See references/oracles.md for all available oracle functions.

2. Retrosynthesis (RetroSyn)

Predict reactants needed to synthesize a target molecule.

```python

from tdc.generation import RetroSyn

data = RetroSyn(name='USPTO')

split = data.get_split()

```

Dataset contains 1,939,253 reactions from USPTO database.
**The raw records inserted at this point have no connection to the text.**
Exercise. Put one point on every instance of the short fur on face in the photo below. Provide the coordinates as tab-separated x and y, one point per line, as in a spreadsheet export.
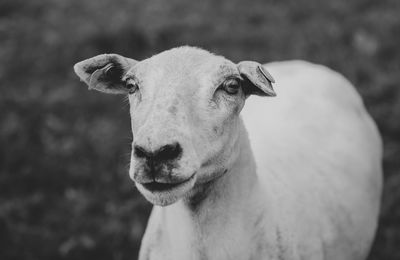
180	96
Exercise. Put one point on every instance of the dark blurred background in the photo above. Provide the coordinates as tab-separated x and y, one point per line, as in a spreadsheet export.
64	151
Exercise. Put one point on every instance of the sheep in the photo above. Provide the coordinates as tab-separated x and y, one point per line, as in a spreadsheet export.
296	176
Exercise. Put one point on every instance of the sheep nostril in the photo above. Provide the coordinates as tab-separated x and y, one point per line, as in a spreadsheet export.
168	152
140	152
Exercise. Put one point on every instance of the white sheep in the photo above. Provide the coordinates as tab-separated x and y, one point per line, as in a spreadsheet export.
306	184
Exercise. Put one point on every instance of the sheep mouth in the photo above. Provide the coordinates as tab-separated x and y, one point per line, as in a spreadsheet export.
164	187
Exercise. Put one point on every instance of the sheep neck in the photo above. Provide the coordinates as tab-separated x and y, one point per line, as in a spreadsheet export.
229	208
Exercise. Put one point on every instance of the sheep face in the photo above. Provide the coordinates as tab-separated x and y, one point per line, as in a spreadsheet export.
184	106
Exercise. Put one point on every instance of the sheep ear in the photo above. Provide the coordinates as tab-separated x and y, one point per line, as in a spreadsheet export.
105	72
258	81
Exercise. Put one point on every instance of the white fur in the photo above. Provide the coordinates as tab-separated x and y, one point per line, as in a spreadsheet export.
315	191
302	182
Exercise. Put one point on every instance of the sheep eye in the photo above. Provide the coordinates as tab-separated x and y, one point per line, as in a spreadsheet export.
131	86
231	86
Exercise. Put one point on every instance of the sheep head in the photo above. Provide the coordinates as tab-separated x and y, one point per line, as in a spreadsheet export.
184	107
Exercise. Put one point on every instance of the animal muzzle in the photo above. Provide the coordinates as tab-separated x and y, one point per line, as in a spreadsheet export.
160	165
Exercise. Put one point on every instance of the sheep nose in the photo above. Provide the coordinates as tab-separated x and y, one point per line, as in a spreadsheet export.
167	152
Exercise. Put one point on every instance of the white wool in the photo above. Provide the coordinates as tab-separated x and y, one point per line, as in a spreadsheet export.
297	176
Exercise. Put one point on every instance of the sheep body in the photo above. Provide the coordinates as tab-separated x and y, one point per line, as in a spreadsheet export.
313	191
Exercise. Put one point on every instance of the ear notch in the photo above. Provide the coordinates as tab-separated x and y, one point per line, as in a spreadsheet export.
258	81
105	72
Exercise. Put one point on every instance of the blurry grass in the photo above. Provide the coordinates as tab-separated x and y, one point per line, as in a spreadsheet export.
64	188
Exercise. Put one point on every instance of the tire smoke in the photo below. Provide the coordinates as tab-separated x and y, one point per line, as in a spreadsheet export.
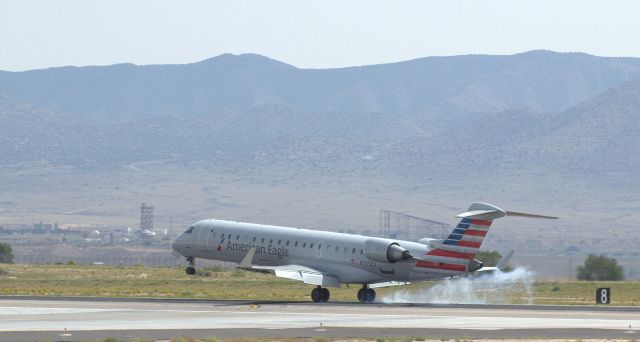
515	287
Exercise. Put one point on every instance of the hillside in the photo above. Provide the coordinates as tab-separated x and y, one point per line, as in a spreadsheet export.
409	118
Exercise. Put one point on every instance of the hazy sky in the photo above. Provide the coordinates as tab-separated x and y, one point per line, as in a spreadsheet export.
318	34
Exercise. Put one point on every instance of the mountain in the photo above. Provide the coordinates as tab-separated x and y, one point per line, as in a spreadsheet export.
566	112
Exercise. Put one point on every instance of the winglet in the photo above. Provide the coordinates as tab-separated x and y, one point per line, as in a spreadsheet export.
247	261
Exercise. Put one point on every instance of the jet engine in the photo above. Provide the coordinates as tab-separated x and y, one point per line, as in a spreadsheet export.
474	265
383	250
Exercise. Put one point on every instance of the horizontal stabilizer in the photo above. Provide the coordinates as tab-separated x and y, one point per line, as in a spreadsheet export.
481	213
515	213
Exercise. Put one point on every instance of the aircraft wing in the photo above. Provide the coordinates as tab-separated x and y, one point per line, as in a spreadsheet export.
296	272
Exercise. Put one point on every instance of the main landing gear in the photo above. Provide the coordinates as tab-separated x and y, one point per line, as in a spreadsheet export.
366	295
320	294
191	269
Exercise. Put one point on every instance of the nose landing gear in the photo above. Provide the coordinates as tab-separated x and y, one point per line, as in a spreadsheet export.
191	269
320	294
366	295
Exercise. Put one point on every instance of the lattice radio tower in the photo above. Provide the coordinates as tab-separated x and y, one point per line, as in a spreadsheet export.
402	226
146	217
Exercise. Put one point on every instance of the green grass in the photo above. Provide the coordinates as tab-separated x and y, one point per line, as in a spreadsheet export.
215	283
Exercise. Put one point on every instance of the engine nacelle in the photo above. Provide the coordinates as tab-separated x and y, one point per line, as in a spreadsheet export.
383	250
474	265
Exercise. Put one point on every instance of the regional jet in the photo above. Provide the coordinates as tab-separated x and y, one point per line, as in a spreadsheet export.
328	259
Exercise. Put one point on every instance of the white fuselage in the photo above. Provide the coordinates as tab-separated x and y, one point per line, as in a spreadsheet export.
342	255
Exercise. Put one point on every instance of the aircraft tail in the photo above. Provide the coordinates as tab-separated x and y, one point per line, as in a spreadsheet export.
458	250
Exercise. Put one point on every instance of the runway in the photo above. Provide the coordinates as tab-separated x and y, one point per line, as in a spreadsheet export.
30	318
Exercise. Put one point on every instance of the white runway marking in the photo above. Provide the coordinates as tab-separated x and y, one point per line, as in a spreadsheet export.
44	315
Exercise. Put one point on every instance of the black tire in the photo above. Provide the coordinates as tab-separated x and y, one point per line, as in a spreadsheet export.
371	295
316	296
324	295
362	295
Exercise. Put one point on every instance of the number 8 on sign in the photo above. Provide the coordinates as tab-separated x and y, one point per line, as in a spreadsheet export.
603	295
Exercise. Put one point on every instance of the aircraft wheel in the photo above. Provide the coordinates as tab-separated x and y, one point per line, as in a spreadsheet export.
316	294
362	295
324	295
371	295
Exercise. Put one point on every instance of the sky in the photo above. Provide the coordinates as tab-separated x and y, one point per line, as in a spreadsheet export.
307	34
3. Paired Molecule Generation

Generate molecule pairs (e.g., prodrug-drug pairs).

```python

from tdc.generation import PairMolGen

data = PairMolGen(name='Prodrug')

```

For detailed oracle documentation and molecular generation workflows, refer to references/oracles.md and scripts/molecular_generation.py.

Benchmark Groups

Benchmark groups provide curated collections of related datasets for systematic model evaluation.

ADMET Benchmark Group

```python

from tdc.benchmark_group import admet_group

group = admet_group(path='data/')

# Get benchmark datasets

benchmark = group.get('Caco2_Wang')

predictions = {}

for seed in [1, 2, 3, 4, 5]:

train, valid = benchmark['train'], benchmark['valid']

# Train model here

predictions[seed] = model.predict(benchmark['test'])

# Evaluate with required 5 seeds

results = group.evaluate(predictions)

```

ADMET Group includes 22 datasets covering absorption, distribution, metabolism, excretion, and toxicity.

Other Benchmark Groups

Available benchmark groups include collections for:

  • ADMET properties
  • Drug-target interactions
  • Drug combination prediction
  • And more specialized therapeutic tasks

For benchmark evaluation workflows, see scripts/benchmark_evaluation.py.

Data Functions

TDC provides comprehensive data processing utilities organized into four categories.

1. Dataset Splits

Retrieve train/validation/test partitions with various strategies:

```python

# Scaffold split (default for most tasks)

split = data.get_split(method='scaffold', seed=1, frac=[0.7, 0.1, 0.2])

# Random split

split = data.get_split(method='random', seed=42, frac=[0.8, 0.1, 0.1])

# Cold split (for DTI/DDI tasks)

split = data.get_split(method='cold_drug', seed=1) # Unseen drugs in test

split = data.get_split(method='cold_target', seed=1) # Unseen targets in test

```

Available split strategies:

  • random: Random shuffling
  • scaffold: Scaffold-based (for chemical diversity)
  • cold_drug, cold_target, cold_drug_target: For DTI tasks
  • temporal: Time-based splits for temporal datasets

2. Model Evaluation

Use standardized metrics for evaluation:

```python

from tdc import Evaluator

# For binary classification

evaluator = Evaluator(name='ROC-AUC')

score = evaluator(y_true, y_pred)

# For regression

evaluator = Evaluator(name='RMSE')

score = evaluator(y_true, y_pred)

```

Available metrics: ROC-AUC, PR-AUC, F1, Accuracy, RMSE, MAE, R2, Spearman, Pearson, and more.

3. Data Processing

TDC provides 11 key processing utilities:

```python

from tdc.chem_utils import MolConvert

# Molecule format conversion

converter = MolConvert(src='SMILES', dst='PyG')

pyg_graph = converter('CC(C)Cc1ccc(cc1)C(C)C(O)=O')

```

Processing utilities include:

  • Molecule format conversion (SMILES, SELFIES, PyG, DGL, ECFP, etc.)
  • Molecule filters (PAINS, drug-likeness)
  • Label binarization and unit conversion
  • Data balancing (over/under-sampling)
  • Negative sampling for pair data
  • Graph transformation
  • Entity retrieval (CID to SMILES, UniProt to sequence)

For comprehensive utilities documentation, see references/utilities.md.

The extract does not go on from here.